Congress did not pass the bipartisan Secure Elections Act. This means in the two years since Russian interference disrupted our election systems, we have failed to improve security around the technologies that support our election processes. Legislating a fix to the problem is proving futile. It’s time to ask ourselves – as citizens, elected leaders, technologists and those interested in protecting our democracy – what else we can do to improve election security. A recent report delivered to Capitol Hill found that “election machines used in more than half of U.S. states carry a flaw disclosed more than a decade ago that makes them vulnerable to a cyberattack,” according The Wall Street Journal. Shouldn’t we view our elections through the lens not just of security, but safety? Think about it this way: we have the NTSB for travel, the FDA for food, OSHA for workplace safety. We would scarcely accept 50 percent of cars on the road to be faulty or 50 percent of food on grocery store shelves to be tainted.
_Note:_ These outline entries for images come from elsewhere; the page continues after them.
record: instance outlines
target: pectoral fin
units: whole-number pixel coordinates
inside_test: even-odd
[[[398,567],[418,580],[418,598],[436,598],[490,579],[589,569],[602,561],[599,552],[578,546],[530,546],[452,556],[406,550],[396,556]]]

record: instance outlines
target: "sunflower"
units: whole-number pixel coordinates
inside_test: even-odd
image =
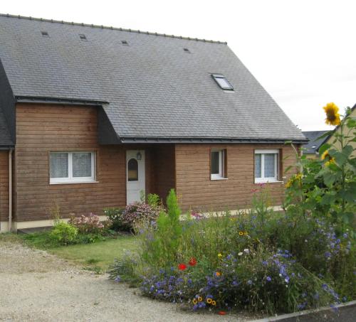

That’s why states should open up voting systems and machines to the white hat hacker community. Much of the technology we enjoy using today, our smartphones and apps and internet-connected vehicles, is safer and more secure because it’s been probed by hackers to expose and report vulnerabilities that are then corrected. The software that powers the digital world, including election systems, can be made more secure via bug bounties that enable the hacking community to get to work.
Hackers can be exceptionally creative, constantly thinking outside the box. Security experts close to a product will have made assumptions that attackers will ignore. Bringing in outside hackers with their own attack tools will uncover new risks. This is one of the clear values of bug bounty programs. Keep in mind, this is not a replacement for sound security engineering as part of the development process, it should be in addition.